My obsession with winning the middle school science fair should have been a predictive indicator of my Oddness. The middle school science fair was my shit.  Yes, I love winning. But, this was a formative experience because using the scientific method on crystals and rotten potatoes would become the foundation for my post-secondary education and career.  The scientific method is the way I solve strategic problems today. We research and understand an issue, define a problem statement, devise hypotheses, test them, interpret the data and draw conclusions. It is the most important framework a strategist should master.

I owe a huge debt of gratitude to a few mentors. But first, let me acknowledge a few anti-mentors in my first job out of college – otherwise known as RA’s (Real As*^holes).  Thank you for showing me how not to be.
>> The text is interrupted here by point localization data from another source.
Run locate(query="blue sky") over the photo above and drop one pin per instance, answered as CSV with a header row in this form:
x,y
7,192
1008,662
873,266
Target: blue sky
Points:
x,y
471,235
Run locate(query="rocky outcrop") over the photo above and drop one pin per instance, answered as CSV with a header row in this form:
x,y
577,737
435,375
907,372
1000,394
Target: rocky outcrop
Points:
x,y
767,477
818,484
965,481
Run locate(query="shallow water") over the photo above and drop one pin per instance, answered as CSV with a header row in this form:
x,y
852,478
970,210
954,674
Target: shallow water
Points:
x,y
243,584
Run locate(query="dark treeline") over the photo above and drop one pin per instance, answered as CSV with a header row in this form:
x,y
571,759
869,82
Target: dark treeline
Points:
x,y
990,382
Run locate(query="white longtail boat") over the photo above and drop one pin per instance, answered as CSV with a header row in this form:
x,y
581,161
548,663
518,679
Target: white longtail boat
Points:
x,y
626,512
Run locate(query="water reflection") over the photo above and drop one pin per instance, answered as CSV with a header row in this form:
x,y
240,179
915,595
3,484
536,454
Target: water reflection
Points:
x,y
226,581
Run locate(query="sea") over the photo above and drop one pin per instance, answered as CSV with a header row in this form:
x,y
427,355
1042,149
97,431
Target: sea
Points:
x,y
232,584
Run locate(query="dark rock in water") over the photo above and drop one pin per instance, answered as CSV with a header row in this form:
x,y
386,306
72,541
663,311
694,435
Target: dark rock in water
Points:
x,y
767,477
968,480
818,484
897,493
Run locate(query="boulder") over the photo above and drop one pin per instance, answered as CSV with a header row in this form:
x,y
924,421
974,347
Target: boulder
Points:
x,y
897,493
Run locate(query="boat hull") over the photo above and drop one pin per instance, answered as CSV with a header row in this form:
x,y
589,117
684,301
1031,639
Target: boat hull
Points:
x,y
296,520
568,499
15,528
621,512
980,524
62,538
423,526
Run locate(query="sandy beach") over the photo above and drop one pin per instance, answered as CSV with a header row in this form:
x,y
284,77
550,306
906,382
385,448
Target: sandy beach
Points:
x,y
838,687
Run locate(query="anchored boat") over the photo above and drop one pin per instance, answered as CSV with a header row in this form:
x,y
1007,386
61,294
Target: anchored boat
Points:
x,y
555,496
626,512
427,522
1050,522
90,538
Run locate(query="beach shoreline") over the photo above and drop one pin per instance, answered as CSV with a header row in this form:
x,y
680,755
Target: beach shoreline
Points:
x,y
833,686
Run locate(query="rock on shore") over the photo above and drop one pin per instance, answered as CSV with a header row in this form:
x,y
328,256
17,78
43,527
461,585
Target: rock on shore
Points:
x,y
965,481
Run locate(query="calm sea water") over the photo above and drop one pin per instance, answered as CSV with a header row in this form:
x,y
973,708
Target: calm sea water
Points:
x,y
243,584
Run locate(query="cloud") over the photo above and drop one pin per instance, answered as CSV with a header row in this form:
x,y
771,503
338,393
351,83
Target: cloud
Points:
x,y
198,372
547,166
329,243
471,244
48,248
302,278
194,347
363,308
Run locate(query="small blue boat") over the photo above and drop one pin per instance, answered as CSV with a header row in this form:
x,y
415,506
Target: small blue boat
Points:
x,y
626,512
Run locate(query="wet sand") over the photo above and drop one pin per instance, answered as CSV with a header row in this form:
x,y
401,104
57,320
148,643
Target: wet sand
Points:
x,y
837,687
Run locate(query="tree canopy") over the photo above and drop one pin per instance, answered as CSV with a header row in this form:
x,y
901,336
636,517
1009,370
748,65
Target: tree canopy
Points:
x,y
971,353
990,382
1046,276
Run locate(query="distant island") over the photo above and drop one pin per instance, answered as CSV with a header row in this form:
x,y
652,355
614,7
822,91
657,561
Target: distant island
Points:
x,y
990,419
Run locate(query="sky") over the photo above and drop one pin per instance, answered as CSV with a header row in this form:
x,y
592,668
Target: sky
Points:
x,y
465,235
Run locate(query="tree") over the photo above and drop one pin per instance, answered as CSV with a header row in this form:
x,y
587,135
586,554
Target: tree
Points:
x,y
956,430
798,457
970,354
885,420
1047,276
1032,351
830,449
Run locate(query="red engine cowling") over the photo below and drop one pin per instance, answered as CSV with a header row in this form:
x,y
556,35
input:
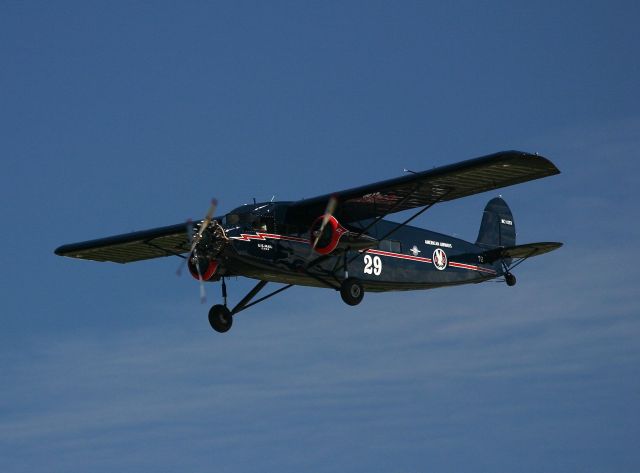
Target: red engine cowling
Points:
x,y
207,269
330,237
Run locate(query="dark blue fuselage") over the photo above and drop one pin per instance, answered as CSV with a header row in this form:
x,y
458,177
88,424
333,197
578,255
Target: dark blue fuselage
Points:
x,y
263,245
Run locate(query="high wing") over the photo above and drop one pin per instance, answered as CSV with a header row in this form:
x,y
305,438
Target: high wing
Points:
x,y
137,246
521,251
428,187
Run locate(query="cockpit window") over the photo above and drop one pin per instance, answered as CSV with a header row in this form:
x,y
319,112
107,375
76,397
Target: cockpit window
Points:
x,y
247,218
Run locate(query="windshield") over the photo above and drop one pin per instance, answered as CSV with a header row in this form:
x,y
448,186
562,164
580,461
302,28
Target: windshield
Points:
x,y
249,217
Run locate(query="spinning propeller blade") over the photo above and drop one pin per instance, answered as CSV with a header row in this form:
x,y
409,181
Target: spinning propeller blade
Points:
x,y
193,241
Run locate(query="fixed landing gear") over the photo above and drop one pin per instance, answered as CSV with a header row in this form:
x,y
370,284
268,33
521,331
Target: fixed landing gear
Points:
x,y
351,291
220,318
510,279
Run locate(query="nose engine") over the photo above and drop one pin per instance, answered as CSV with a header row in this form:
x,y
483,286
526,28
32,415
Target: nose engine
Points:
x,y
328,240
203,261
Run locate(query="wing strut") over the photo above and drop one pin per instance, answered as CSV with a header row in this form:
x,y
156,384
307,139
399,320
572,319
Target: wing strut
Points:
x,y
395,229
391,210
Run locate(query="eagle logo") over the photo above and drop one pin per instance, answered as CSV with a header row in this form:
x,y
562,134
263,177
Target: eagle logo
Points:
x,y
439,259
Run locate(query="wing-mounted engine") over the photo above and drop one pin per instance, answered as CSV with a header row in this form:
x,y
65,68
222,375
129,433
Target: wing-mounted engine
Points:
x,y
326,235
203,261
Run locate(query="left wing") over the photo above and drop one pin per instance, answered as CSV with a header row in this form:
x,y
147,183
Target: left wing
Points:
x,y
428,187
137,246
521,251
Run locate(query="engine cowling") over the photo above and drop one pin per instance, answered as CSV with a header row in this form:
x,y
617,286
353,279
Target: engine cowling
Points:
x,y
330,236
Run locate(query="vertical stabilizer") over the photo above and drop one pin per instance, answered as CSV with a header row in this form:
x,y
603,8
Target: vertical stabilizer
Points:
x,y
497,227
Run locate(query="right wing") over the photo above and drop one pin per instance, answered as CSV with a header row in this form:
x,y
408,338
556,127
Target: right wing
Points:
x,y
154,243
428,187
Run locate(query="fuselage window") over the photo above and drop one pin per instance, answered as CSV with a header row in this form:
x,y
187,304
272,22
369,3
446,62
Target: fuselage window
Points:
x,y
392,246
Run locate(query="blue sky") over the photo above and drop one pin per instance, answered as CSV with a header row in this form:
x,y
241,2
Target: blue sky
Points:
x,y
125,116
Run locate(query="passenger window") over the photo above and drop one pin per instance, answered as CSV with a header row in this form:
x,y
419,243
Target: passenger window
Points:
x,y
392,246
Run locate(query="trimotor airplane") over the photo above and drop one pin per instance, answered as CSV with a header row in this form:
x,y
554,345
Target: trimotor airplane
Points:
x,y
341,240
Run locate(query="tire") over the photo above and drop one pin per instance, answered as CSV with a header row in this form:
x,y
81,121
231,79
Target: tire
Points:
x,y
351,291
220,318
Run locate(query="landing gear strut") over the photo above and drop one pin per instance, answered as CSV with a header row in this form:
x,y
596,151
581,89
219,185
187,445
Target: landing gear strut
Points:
x,y
221,318
351,291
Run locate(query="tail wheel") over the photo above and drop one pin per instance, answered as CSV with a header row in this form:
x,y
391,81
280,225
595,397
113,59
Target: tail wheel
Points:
x,y
220,318
351,291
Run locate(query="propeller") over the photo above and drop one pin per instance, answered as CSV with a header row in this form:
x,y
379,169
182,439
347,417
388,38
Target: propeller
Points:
x,y
193,241
328,213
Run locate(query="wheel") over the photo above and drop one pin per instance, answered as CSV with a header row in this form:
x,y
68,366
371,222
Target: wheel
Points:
x,y
351,291
220,318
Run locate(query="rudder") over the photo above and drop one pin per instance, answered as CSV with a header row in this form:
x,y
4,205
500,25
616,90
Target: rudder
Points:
x,y
497,228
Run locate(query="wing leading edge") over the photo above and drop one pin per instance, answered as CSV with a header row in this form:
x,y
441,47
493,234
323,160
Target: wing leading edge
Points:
x,y
440,184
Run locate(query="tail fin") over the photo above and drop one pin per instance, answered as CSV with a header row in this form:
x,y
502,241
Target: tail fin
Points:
x,y
497,228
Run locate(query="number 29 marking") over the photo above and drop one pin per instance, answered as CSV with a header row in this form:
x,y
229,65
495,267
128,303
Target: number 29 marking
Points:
x,y
372,265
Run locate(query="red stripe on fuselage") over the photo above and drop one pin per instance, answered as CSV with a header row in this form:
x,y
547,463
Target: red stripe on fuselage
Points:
x,y
389,254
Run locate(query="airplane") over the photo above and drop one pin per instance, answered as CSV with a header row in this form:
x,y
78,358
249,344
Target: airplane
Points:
x,y
342,241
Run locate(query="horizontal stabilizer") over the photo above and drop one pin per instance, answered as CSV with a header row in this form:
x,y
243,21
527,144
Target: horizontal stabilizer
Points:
x,y
520,251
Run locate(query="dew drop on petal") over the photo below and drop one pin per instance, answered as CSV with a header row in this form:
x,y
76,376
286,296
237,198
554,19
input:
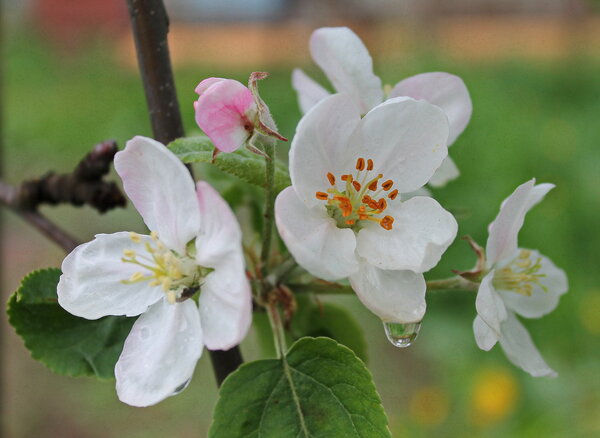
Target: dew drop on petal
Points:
x,y
181,387
402,335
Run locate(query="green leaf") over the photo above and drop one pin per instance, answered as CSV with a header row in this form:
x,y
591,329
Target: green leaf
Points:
x,y
64,343
242,163
320,389
314,318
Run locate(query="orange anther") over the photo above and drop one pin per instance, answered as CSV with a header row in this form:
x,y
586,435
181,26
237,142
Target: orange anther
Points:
x,y
360,164
331,178
386,222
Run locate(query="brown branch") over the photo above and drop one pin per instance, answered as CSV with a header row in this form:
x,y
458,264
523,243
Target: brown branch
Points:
x,y
150,25
8,197
85,185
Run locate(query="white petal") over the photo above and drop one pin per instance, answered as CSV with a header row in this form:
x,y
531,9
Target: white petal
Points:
x,y
226,305
160,353
346,61
394,296
504,230
444,90
423,191
446,172
321,146
313,238
422,231
489,304
91,284
484,335
220,235
541,301
520,349
309,92
406,140
161,189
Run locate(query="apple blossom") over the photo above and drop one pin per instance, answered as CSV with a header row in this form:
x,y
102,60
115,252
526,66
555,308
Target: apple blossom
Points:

If it wasn’t for you, I never would have had to work to find the likeminded set of Oddballs who shaped my approach to problems and communication early in my career.  I was lucky to have great mentors early in my career – Alex Gershman, Jennifer Burns Dell'Orto, Kate Pinkerton and Diane Richmond Knox – who showed me how to minimize analysis to maximize results, tell a story and manage a client.  THANK YOU.  It is so important in your first years in a new career stage to work with more experienced people who make time to teach you.

The experience that had the greatest contribution to my skill growth was the time spent at The Boston Consulting Group.  There were too many lesson packed into those years to fit here.  The work ethic, the frameworks, the rapid insight generation, the professionalism, each deserves their own write up.  The environment created by working with literally the smartest and Oddest people in the world is a pressure cooker for skill development.  To be successful in that environment, you must learn to distill solutions down to the most important drops that will impact a company’s growth from inside a crucible of data and ego.
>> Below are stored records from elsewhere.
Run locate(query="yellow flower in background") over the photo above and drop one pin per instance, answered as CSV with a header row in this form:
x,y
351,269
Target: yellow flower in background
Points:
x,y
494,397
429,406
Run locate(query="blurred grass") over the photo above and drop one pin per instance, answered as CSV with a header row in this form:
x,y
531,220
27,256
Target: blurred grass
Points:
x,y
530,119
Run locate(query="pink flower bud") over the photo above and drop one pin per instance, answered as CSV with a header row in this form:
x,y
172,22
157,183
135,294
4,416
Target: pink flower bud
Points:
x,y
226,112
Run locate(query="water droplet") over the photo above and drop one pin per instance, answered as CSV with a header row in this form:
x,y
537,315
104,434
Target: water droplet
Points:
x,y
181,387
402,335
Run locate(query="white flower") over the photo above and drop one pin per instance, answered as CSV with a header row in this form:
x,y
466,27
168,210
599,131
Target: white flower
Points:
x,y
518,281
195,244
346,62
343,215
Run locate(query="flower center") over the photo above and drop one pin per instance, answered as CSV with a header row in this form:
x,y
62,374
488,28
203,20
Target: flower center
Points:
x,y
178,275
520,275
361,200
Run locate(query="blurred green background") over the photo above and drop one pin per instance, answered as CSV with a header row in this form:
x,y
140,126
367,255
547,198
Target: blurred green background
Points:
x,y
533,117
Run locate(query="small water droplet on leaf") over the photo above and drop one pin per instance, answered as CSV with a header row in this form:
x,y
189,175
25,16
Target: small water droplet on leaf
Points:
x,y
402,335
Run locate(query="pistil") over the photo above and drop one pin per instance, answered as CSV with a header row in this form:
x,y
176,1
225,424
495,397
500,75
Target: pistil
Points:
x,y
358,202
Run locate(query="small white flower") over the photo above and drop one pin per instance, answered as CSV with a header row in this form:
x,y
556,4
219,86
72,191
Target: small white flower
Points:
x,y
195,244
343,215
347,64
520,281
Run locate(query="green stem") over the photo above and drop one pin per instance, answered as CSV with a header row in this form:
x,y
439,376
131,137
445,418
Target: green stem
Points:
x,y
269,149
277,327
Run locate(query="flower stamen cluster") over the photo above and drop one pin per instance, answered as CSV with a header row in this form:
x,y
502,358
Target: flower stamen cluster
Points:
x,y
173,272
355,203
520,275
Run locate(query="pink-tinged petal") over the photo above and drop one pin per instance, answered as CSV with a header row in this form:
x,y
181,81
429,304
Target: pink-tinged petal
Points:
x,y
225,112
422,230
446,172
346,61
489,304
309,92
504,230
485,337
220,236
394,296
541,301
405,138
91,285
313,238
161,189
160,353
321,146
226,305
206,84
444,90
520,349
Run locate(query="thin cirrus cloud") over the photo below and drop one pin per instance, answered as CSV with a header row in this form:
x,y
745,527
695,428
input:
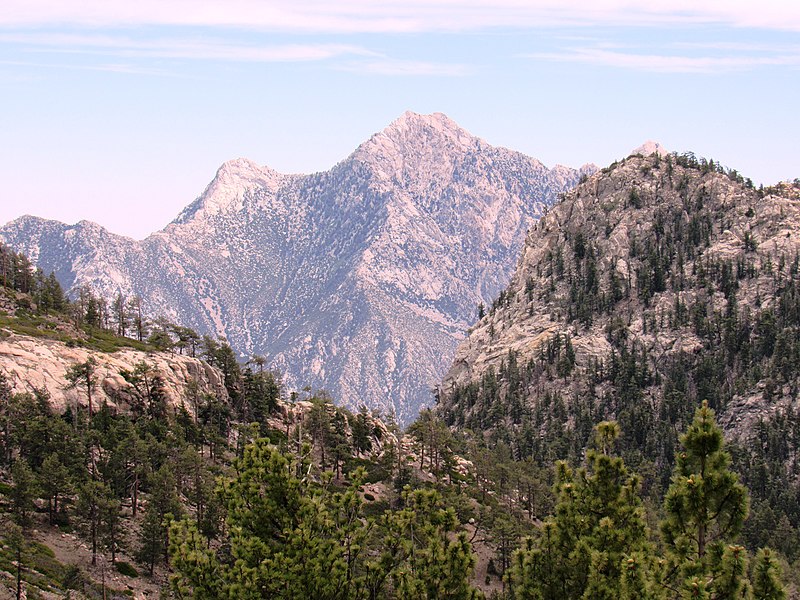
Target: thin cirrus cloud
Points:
x,y
671,63
395,16
180,48
396,67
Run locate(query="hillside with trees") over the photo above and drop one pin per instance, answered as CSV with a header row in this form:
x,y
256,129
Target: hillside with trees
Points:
x,y
520,484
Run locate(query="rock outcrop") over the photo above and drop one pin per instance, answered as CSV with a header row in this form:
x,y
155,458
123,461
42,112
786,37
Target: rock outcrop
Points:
x,y
32,364
667,265
360,280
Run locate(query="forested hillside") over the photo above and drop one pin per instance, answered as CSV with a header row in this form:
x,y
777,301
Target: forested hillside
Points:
x,y
553,473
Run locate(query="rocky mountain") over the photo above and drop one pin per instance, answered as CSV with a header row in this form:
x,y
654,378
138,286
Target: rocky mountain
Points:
x,y
660,281
361,279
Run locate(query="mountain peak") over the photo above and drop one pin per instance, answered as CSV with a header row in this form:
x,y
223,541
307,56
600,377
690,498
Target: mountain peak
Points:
x,y
229,186
650,147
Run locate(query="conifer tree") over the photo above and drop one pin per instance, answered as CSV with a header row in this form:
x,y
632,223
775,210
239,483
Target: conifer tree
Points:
x,y
767,577
598,521
705,507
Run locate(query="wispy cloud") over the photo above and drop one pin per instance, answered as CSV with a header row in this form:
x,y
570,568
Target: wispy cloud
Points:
x,y
185,48
396,67
667,63
351,16
103,67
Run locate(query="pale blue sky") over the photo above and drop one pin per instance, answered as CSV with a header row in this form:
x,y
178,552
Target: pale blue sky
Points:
x,y
121,112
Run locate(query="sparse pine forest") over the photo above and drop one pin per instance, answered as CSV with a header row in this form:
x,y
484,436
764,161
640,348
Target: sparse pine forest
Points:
x,y
550,477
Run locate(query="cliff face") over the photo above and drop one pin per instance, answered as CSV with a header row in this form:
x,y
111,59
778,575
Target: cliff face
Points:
x,y
31,364
659,282
360,280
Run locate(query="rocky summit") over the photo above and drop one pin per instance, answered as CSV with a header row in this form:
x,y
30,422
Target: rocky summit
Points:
x,y
360,280
659,282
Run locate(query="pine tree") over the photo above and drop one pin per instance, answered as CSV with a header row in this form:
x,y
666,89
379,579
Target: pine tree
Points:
x,y
705,507
767,577
598,521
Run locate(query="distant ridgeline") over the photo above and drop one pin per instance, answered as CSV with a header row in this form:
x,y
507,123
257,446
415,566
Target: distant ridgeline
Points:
x,y
634,299
658,283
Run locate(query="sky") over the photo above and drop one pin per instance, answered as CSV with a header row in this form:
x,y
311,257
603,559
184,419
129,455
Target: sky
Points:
x,y
120,112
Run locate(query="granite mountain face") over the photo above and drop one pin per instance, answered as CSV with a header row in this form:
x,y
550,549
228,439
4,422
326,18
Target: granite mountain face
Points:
x,y
360,280
659,282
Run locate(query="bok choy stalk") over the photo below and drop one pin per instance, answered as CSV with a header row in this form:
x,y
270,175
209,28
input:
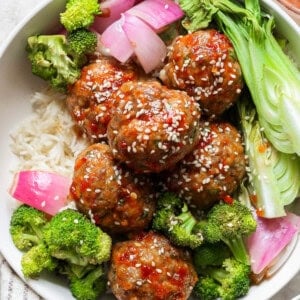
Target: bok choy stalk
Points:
x,y
274,176
271,76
And so, I entered my fourth decade thinking I was the sh*t. And then I was given the most challenging job of my career.

No framework or method had prepared me to lead the strong personalities of a large corporate team through a turnaround in a commoditized market.  We did it though.  I was lucky to have a talented set of direct reports, led by three strong Directors -- Mita Malhotra, Daniel Massey and Daniel Mendez -- who worked hard to adopt and teach their teams a new analytical approach.  Together we created a vision and a strategy and slowly created buy-in for our new way of thinking across the organization. We applied the scientific method, quantitative frameworks and simple tactics that differentiated us in the market. We argued for our plan and built support with the finance team and sales leadership.

While we grew the business and accomplished the task, I expended myself in the process. I did not take control of my time. I did not find a group of mentors with whom I could call on for guidance. I absorbed too much of the stress for my team.  Most importantly, I kept busy adjusting the plan instead of using my position to shape the culture.  This experience taught me the most valuable leadership lessons of my career to date: You must balance the needs of the organization with the needs of the business.  You may not sacrifice yourself to reach someone else’s goal.

I’ve walked a unique path that has blessed me with a wide set of experiences, a method for approaching problems and a knack for seeing creative solutions.  But I wasn’t just “given” this ability – I worked hard at it for years and was influenced by every person I worked with along the way. I am excited now to use my experiences to help others grow and succeed. I would love to share what I’ve learned with you.